Our home is paid for now—a wonderful feeling—and we still love our neighborhood. We walk its streets and visit with our neighbors. We raised our two children here, watched them ride their bikes on our quiet cul-de-sac, skate, play jump rope and hop scotch, run through the sprinklers, swing and climb on the swing set, create sand neighborhoods and sand cakes in the sand box, and play endless imaginative games outdoors with the neighbor children. My desk sits at the front window, and I don’t see the children out playing in the same way today that ours did. I think they miss a lot. Our kids are gone and grown now but we still have cats. We’ve always had cats … the current ones Tucker and Sophie.

J.L. and I garden a little, especially enjoying planting spring bulbs and flowering shrubs that announce winter is past—always such a welcome time. But, admittedly, we would rather be out hiking, adventuring, exploring, getting out of doors somewhere beautiful versus putting in a big garden or spending all our weekends keeping up lavish flowerbeds. I truly love gardens and flowers—go to see them and write about them in my books—but I spend my “artistry” time in other ways.  And when J.L says: “Let’s go adventuring!” … I am always ready to go! So many of the ideas for my books come from the trips and adventures we take to the mountains, lakes, parks, and other beautiful places in the out of doors. A lovely old quote reads: “Chase your dreams but always know the road that will lead you home again.” There truly is ‘No place like home.’

5 thoughts on “July 2017 – “The Joys of Home”

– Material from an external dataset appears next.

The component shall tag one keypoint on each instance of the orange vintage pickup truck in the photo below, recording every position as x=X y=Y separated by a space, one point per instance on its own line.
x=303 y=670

  1. Brought tears to my eyes. I grew up outside Chicago but we had a fun neighborhood where people knew each other and the kids were outside all the time. My school was just down the street and all the kids walked to school and we had a big park in the neighborhood. The downtown was about 12 blocks away so we only had local, small family stores nearby. Enjoyed it growing up but am blessed that we moved to NC, GA, and , finally, Tennessee!